When I couldn’t find a decent open source freelancer script for a project I was entertaining, I took my search to the commercial software sites. Once I had narrowed the field down to aesthetics and feature list, I decided on purchasing the Freelancers Marketplace script from SoftbizScripts. My final decision was based purely on the look of this script. I thought it was simply, clean, and it was exactly what I was looking for in a freelancer script.
What happened soon (almost too soon) after I installed this script was it being hacked by a Turkish skiddie. I literally owned the domain and script for no more than a few days before it was hacked. The site I was building was brand new and not announced in any form which made me very suspicious. I don’t know how the heck this hacker knew my site was out there, but instead of my freelancer script was a white page with simple black text forwarded to his site.
My first step was to contact my host and inform them that I was hacked.
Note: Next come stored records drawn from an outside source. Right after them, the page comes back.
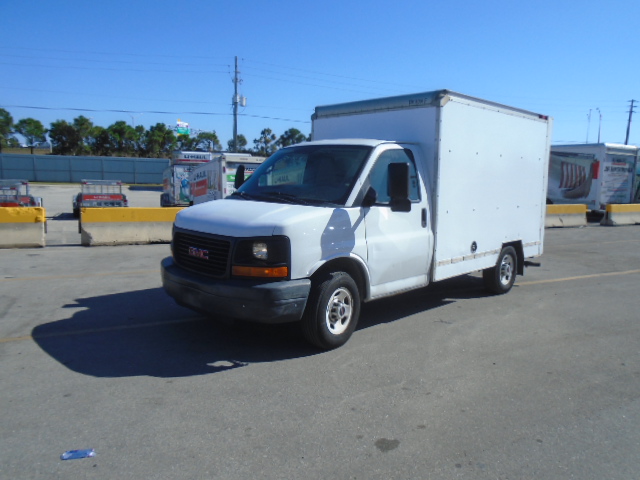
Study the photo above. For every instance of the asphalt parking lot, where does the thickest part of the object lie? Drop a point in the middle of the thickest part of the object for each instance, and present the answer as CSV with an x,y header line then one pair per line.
x,y
445,382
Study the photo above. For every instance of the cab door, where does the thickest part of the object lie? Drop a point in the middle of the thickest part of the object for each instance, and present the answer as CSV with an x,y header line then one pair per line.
x,y
399,244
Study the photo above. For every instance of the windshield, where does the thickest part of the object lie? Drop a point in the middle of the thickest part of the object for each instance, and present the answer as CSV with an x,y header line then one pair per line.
x,y
307,175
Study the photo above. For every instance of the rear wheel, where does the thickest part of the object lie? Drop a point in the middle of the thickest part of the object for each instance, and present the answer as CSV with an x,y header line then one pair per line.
x,y
500,279
332,311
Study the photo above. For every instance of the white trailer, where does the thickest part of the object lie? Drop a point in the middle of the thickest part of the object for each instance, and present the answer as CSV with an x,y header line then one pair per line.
x,y
596,174
391,195
216,179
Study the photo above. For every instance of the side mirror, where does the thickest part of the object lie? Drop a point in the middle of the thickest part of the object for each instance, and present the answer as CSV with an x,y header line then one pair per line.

Within hours I had a response back explaining the weakness in the script I was running and instructions to inform the script author of a fix. (Just one of the many reasons why HostGator rocks) I passed the message on to the people over at Softbiz and they responded that they had fixed the issue. Minor set back since the site was new and not launched. No big deal.
No big deal until the site was hacked again. That’s enough. I took the site down, deleted the script from my hard drive, and cut my losses. This was one of those lessons us non-programmers have to learn the hard way. We don’t code so we can’t do it ourselves, nor can we find weaknesses in code. This kind of makes us sitting sucks for hackers. We’re only as safe as the script author is good at security in their coding.
I’m not trying to dissuade you from purchasing lesser known scripts from lesser known coders. I believe some of the best software can be found from up and coming start ups, but it’s probably wise to do some due diligence on the company/code first if possible. How do we do that? I think one was is to ensure the people supporting the code have a community forum or some type of public support where everyone has a voice.
The bottom line is that nobody knows I was hacked except my web host and the company and that helps nobody. Had Sofbiz had a public forum, I could have shared this information to save others the trouble, or better yet been warned and not wasted my money.